Risk Factors for Peptic Ulcer Disease
- Helicobacter pylori infection
- Cigarette smoking
- Chronic Obstructive Pulmonary Disease (COPD)
- NSAID usage (e.g., Paracetamol)
- Alcoholic liver cirrhosis
- Emotional and physical stress
- Zollinger-Ellison Syndrome
- Viral infections
Clinical Presentation
- Epigastric pain
- Burning or aching sensation
- Iron deficiency anemia (along with its symptoms)
- Gastrointestinal hemorrhage
- Ulcer perforation
- Pain that worsens at night (typically between 11 PM and 2 AM)
Additional Manifestations
- Nausea
- Vomiting
- Bloating
- Belching (burping)
- Significant weight loss
- Pain due to perforation, which may be mistaken for cardiac-related pain
Pathophysiology of Peptic Ulcer Disease
Peptic ulcers develop due to an imbalance between protective mechanisms and destructive processes leading to chronic gastritis (except in cases caused by H. pylori infection).
Destructive Processes Include:
- Increased acid secretion due to mucosal atrophy
- Acid from ectopic gastric mucosa (e.g., inside the duodenum, ileal Meckel’s diverticulum, or esophageal ectopic gastric mucosal patch)
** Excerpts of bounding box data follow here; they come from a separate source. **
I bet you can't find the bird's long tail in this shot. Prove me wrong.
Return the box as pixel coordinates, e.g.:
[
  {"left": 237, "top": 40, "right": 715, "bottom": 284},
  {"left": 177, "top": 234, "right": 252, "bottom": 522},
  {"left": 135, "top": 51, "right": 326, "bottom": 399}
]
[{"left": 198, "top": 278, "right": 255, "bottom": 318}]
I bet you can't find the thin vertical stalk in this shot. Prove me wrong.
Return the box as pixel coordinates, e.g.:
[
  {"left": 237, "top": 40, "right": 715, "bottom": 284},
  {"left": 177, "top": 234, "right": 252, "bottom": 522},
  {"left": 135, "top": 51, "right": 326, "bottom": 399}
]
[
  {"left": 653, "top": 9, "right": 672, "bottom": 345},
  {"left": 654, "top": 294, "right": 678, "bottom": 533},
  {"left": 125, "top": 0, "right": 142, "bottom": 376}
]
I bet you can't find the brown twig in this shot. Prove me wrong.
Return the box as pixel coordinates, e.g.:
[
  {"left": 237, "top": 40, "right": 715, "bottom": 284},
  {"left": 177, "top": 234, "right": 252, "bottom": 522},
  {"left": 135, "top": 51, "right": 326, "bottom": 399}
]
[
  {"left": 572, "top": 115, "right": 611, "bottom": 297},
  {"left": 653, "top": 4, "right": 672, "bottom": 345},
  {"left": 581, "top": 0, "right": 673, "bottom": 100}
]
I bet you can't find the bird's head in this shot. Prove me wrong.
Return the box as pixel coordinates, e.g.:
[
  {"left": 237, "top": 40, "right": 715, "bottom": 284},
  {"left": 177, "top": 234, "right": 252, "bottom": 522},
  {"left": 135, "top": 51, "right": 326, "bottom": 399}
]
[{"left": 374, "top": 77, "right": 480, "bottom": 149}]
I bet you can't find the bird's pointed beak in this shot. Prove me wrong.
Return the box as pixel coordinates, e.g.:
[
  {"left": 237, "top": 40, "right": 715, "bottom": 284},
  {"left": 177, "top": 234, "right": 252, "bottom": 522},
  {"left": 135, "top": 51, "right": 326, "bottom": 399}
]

Complications of Peptic Ulcer Disease
1. Bleeding
- Most common complication
- Responsible for 25% of ulcer-related deaths
- Often the first indication of an ulcer
2. Perforation
- Accounts for two-thirds of ulcer-related deaths
- Occurs in approximately 5% of patients
3. Obstruction
- Seen in chronic ulcers
- Occurs in about 2% of cases
- Can lead to total obstruction (rare)
- Causes intractable vomiting
Understanding peptic ulcer disease is essential for early diagnosis and effective management. Preventive measures, including reducing NSAID use, quitting smoking, and managing stress, can significantly lower the risk of developing ulcers.